Israeli tech last line of defense for power plant cyber attacks

Internet Security System

Bloomberg

In Ocean’s Eleven, George Clooney’s gang inserts a recording into a casino security camera system so the guard sees only a video loop from the day before, camouflaging a heist from the safe.
In a 2015 cyber attack on a Ukraine power plant, hackers did much the same, playing around for months with the electricity company’s network, disconnecting emergency backup systems and sending false information back through the servers to the control room.
Aperio Systems Ltd., an emerging startup in Israel backed by the founders of PayPal’s cybersecurity lab in the country, believes it could help prevent such attempts succeeding. It went public Tuesday with technology it says can detect false information before it can do harm, alerting managers to a breach or turbine tampering.
“We assume the worst, that the attacker already took full control over the operational network,” Michael Shalyt, Aperio’s vice president of product, said
in an interview. Aperio monitors the data going through a utility’s servers, looking
for clues to indicate an inauthentic data dump, he said.

ELITE INTELLIGENCE
“Think of Aperio as a polygraph for process data,” said Yevgeni Nogin, the company’s chief executive officer, who spent more than nine years in the Israeli military’s elite intelligence and R&D unit. “It detects when your system is lying to you.”
Aperio’s systems are installed at several sites in Israel and one in Italy, centered on power generators. The company says its technology can prevent attacks like the hypothetical scenario described in a 2015 report by Lloyd’s insurers, in which 15 US states and Washington D.C. are plunged into darkness after hackers shut down parts of the energy grid, leaving 93 million people without power.
The incidence of detected attacks on power and utility companies soared 93 percent in 2015, PricewaterhouseCoopers reported in its 2016 Global State of Information Security Survey.
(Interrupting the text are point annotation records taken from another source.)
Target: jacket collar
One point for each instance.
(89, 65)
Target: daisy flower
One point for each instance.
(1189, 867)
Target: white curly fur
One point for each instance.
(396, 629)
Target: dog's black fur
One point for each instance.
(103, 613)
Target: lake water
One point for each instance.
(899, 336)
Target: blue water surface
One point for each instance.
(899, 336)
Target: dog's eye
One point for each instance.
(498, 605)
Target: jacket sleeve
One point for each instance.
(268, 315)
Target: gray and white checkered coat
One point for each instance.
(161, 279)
Israel’s cybersecurity industry numbered nearly 430 companies at the end of 2015, and Prime Minister Benjamin Netanyahu says he aspires to make Israel a “global cyber greenhouse.”
Doron Bergerbest-Eilon, an investor in Aperio who was a senior official at the Israel Security Agency, said the company’s data forgery protection technology for utilities
is unique and “key to keeping critical infrastructure safe from attacks.” Aperio
has raised $2 million and is currently talking to venture capital funds about another round, said Shalyt.